On the first day of Professional Development at the school I currently work in, our Academic Directer instructed all of the faculty members to break into small groups, and work together to analyze a current issue in education, find a solution and present our solution using all of the multiple intelligences. The requirement of having to determine how we could present information in so many different ways drilled the information into our minds; we thought about it repeatedly and we essentially lived it as we analyzed how to teach it to others.
Why would did she approach the subject this way, instead of just lecturing about the issues and telling us what the "researches" have to say?
Because she did not want these subjects to fall on deaf ears. She wanted us to take these issues to heart and use our own knowledge about teaching to find constructive solutions that could be utilized in our classrooms.
She said, "We remember 90% of what we do, and about 5% of what we are told."
The reason I am telling this story is because I believe it exemplifies my own theories of how our minds learn.
I believe that people can only acquire new information if they are able to make the information personal to them in some way. Information becomes personal if we experience it, or in other words actively make meaning of it by engaging in thoughtful group work or some other hands on task. Learning may also occur when we reflect on new information and connect it to what we already know, or think about how this new information can be utilized in the future.
Optimal learning will take many forms, and vary from person to person. But it will never be passive. I do not believe that anyone will truly learn something just by hearing it. If someone does claim that they learned a fact, or string of facts, by lecture alone, then I believe this is because the person connected themselves to the facts, analyzed them and made them applicable to his/her life. The information was not just heard then stored forever.
My ideas about how learning takes place, mirror the theory in educational psychology called constructivism. According to constructivist theories of learning, "...Learners must individually discover and transform information..."(Slavin) In my personal experience, to learn a subject is to own the subject, and be capable of explaining in a multitude of ways, which can only be done once we have applied our own selves to the information.
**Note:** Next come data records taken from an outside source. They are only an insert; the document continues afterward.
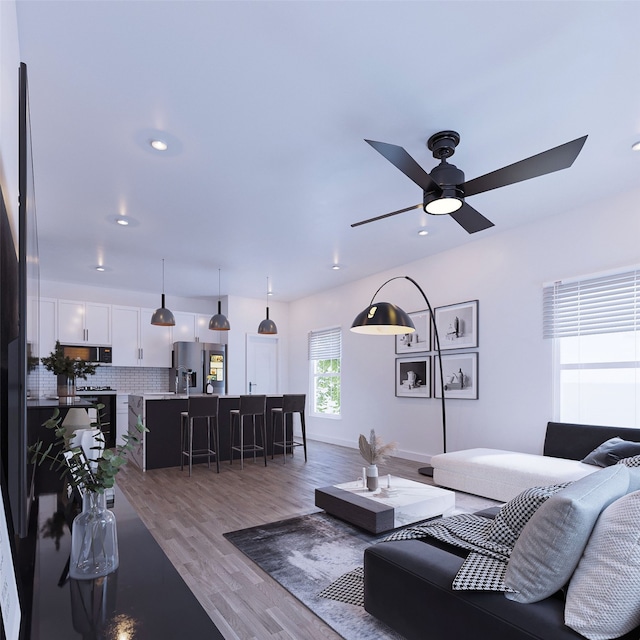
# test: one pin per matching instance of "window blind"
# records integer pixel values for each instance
(325, 344)
(605, 304)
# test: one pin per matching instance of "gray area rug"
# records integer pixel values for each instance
(308, 553)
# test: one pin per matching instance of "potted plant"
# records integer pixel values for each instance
(67, 369)
(94, 542)
(374, 451)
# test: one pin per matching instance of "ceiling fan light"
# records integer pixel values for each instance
(441, 205)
1. Slavin, Robert E. Educational Psychology. 2009. Person Education Inc. New York.

Friday, September 18, 2009

So we know how we don't want to teach, now lets move on... (Blog Assign 1)

The most unfortunate part of many courses on education is that they focus too much on blaming "old" teachers and traditional teaching practices. With all due respect to the instructor, I am so sick of hearing people bitch about the teachers who used lecture as their primary method of instruction. Yes it is true that lecturing and memorization are probably (or most definitely) not the most ideal or effective means of teaching, but I honestly believe that if a cure all for education really exists then it would have been discovered a long time ago. But until then, we will have to just continue to learn from past mistakes and work harder to become the most effective teachers possible. And doing this does not mean we point the finger at the past; it means we take a close look at our students and reflect upon was teaching methods proved to be the most effective.
I think the real reason that this issue irks me so much is that although I have met teachers who probably should have retired long ago, I have never met a cruel intentioned teacher. One can safely assume that most teachers were not drawn to the field for monetary reasons, but instead because they valued knowledge and wanted to spread their passion onto young minds. Perhaps the teacher never really knew the best way to do this, and was taught that lecturing and memorization were the traditional methods and should be upheld. But does anyone know how to teach every student?
What I would have liked is an expanded explanation of what is meant the by, "... Many instructional materials and much teacher behavior..." that suggest teachers believed information could just be dumped into the minds of children and then recalled for life. Surely these teachers know from their own experiences that everything learned in school cannot be reiterated for life.
But enough of my venting, and back to the question at hand: "Is teaching the transfer of information?" Well, that depends of if we mean transferring the information from the teachers mind to the student, or transferring the information into something that the student can make meaning of and enough connections to so that the information does not stand in isolation; irrelevant to the learner and therefor unnecessary to learn. Many of the ideas we had regarding "How We Learn" centered around the student thinking about the information: connecting new knowledge to old, problem solving, exploration, reflecting...
In all of the circumstances the student does not receive the information passively, which would be the case if we expected information just automatically be transferred from the teacher's mouth to the student's brain.
I have worked in 5 different schools over the past 6 years, and at each school I found a wide variety of teachers who wanted only the best for their students, and were devoted so much to their students that they continued to revise their curriculum as new research emerged. And of course I found those teachers who refused to budge from their traditional teaching methods. It's unfortunate, but it seems to be a dying breed.
I think that we could go on forever complaining about what is wrong with education, but was interests me more is what I learn when I close the education text books and allow the students to be my teachers. Because, to me, real education is experience and nothing gives me better experience than just working with the students and analyzing what works and doesn't work.